Some of the most dangerous chemicals lurking in your personal care products include:
Coal Tar Dyes – listed on your personal care products as FD&C, or D&C, followed by a 5-digit number. They are best known for mutating genetic material and are a known carcinogen.
Parabens – Up to 75% of your favorite personal care items contain parabens including shampoo, lotion and even cosmetics. Parabens mimic estrogen.
SLES (Sodium Laureth Sulfate) – usually found in cleaners like shampoo, face and body because it allows those items to foam. It is derived from coconuts, but is contaminated with a toxic byproduct during the manufacturing process.
Formaldehyde Preservatives – one in five personal care products contains a formaldehyde preservative. The label itself won’t tell you if there is formaldehyde in the product –so look for any of these:
DMDM hydantoin
Imidazolidinyl urea
Diazolidinyl urea
Quaternium-15
Bronopol (2-bromo-2-nitropropane-1,3-diol )
5-Bromo-5-nitro-1,3-dioxane
Hydroxymethylglycinate
Cosmetics companies generally don’t dump pure formaldehyde into their concoctions. Instead, they take a roundabout route by using what they call “preservative systems” that employ any one of several chemicals, called “formaldehyde releasers.”
These are chemicals that, when added to water, will decompose slowly over time to form molecules of formaldehyde. Some manufacturers favor this method because it acts like a time-release capsule, maintaining a fairly constant level of preservative in the mix.
Sure, cosmetics need preservatives in the products to prevent bacteria growth, but there are safer and more effective options than formaldehyde – arguably enough, formaldehyde is the cheapest option therefore the reason that it is used more abundantly.

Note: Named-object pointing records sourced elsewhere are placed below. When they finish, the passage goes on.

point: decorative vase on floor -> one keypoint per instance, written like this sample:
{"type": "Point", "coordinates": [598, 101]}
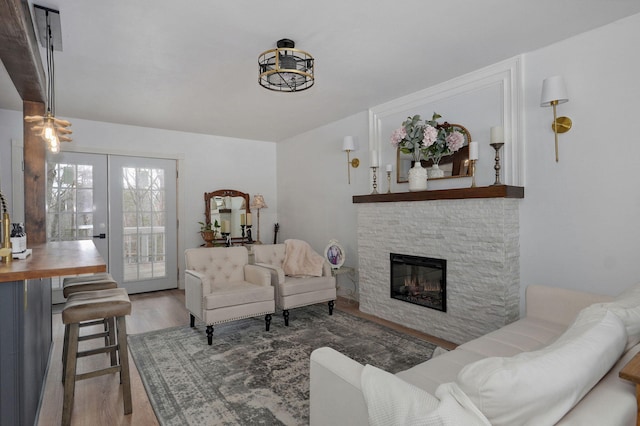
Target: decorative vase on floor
{"type": "Point", "coordinates": [417, 177]}
{"type": "Point", "coordinates": [435, 171]}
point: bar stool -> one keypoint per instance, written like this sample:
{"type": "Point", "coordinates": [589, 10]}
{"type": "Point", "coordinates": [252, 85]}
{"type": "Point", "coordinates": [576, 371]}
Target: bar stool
{"type": "Point", "coordinates": [97, 281]}
{"type": "Point", "coordinates": [90, 306]}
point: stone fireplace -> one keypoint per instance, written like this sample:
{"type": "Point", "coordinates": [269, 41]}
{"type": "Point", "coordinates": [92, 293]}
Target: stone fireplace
{"type": "Point", "coordinates": [475, 229]}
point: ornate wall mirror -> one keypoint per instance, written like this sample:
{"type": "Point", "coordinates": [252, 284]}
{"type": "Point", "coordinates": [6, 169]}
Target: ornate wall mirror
{"type": "Point", "coordinates": [230, 205]}
{"type": "Point", "coordinates": [455, 165]}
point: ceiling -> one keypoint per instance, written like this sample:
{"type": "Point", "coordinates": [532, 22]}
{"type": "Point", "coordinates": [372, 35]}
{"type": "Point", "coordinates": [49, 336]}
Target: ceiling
{"type": "Point", "coordinates": [192, 66]}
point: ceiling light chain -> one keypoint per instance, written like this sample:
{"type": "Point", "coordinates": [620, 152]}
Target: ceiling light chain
{"type": "Point", "coordinates": [53, 130]}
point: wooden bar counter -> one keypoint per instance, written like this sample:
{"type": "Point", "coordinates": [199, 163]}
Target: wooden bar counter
{"type": "Point", "coordinates": [25, 321]}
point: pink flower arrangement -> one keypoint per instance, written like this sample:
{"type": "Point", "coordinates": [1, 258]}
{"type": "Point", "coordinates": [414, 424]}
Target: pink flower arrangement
{"type": "Point", "coordinates": [427, 138]}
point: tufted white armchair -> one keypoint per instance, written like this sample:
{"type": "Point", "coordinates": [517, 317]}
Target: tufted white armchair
{"type": "Point", "coordinates": [293, 292]}
{"type": "Point", "coordinates": [221, 286]}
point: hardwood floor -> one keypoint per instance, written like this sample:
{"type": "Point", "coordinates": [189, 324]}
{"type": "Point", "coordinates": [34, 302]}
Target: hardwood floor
{"type": "Point", "coordinates": [98, 401]}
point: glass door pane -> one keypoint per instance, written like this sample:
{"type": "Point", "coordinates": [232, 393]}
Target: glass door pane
{"type": "Point", "coordinates": [144, 213]}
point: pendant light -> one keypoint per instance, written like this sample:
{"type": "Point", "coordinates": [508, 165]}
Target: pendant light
{"type": "Point", "coordinates": [53, 130]}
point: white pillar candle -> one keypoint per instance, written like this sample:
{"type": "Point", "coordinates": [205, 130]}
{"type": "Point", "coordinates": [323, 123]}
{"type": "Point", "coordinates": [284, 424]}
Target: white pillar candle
{"type": "Point", "coordinates": [374, 158]}
{"type": "Point", "coordinates": [497, 134]}
{"type": "Point", "coordinates": [473, 150]}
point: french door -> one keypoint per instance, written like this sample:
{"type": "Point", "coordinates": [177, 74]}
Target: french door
{"type": "Point", "coordinates": [126, 205]}
{"type": "Point", "coordinates": [143, 223]}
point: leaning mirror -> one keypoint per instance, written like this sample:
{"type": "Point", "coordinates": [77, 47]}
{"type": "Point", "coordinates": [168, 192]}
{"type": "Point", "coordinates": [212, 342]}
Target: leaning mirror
{"type": "Point", "coordinates": [228, 205]}
{"type": "Point", "coordinates": [455, 165]}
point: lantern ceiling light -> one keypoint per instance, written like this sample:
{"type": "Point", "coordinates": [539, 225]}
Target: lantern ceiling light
{"type": "Point", "coordinates": [286, 69]}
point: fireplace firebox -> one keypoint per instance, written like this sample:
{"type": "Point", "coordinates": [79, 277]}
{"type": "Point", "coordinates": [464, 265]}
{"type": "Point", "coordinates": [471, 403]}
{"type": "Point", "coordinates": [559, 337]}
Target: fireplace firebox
{"type": "Point", "coordinates": [419, 280]}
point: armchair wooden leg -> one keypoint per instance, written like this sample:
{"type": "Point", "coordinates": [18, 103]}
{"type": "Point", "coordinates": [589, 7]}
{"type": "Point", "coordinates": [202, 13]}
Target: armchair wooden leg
{"type": "Point", "coordinates": [210, 335]}
{"type": "Point", "coordinates": [267, 320]}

Cheaper options make for a greater profit margin, so as the reason that it is used most abundantly.
That graphic above contains DMDM Hydantoin – a preservative that releases formaldehyde to kill off microorganisms. And that preservative can be found in Dove Men+Care and Dove for Women Body Wash varieties. I am certain it’s probably found in others, too.
Fragrance – can include over 3,000 chemicals, and are not required to be listed out.
Triclosan – popular in toothpaste and deodorant, the EPA registers Triclosan as a pesticide. It can lead to endocrine disruption, triclosan-resistant bacteria, and environmental toxicity.
Polyethylene Glycols – derived from petroleum, you will most commonly find them in those things that need a cream base. Look for them listed as PEG-6 or PEG-150. According to experimental results reported on in the National Toxicology Program’s Eighth Annual Report on Carcinogens, ethylene oxide increases the incidences of uterine and breast cancers and of leukemia and brain cancer.
Tetrasodium EDA – helps you get a better lather, but is made of formaldehyde and sodium cyanide.
Why the lack of oversight on these toxic chemicals?
It seems crazy to think that we have such a lack of oversight in regards to the chemicals in our personal care products. Many might ask why we don’t have better laws or regulations.
- In most cases, people assume that the government is looking out for their safety.
- Many of the companies that make your personal care products spend millions each year to fight tighter regulations.
- People need to use their knowledge to vote with their money. Being knowledgeable gives you the power to make better choices, and through better choices, change can be made.
One of the best ways to research your personal care products is by looking them up in the Environmental Working Group Skin Deep Databbase.
Bottom line, there isn’t any reason to be using synthetic chemicals to keep your body clean. There are better choices, and those choices can be just as cost effective.
If you aren’t up for reading labels or trying to find a better option, then learn how to make your own body wash at home.
There are many areas where federal regulatory agencies have left much needed room for improvement, but never take that as a reason to be complacent about the ingredients and products you use on yourself and your family each day.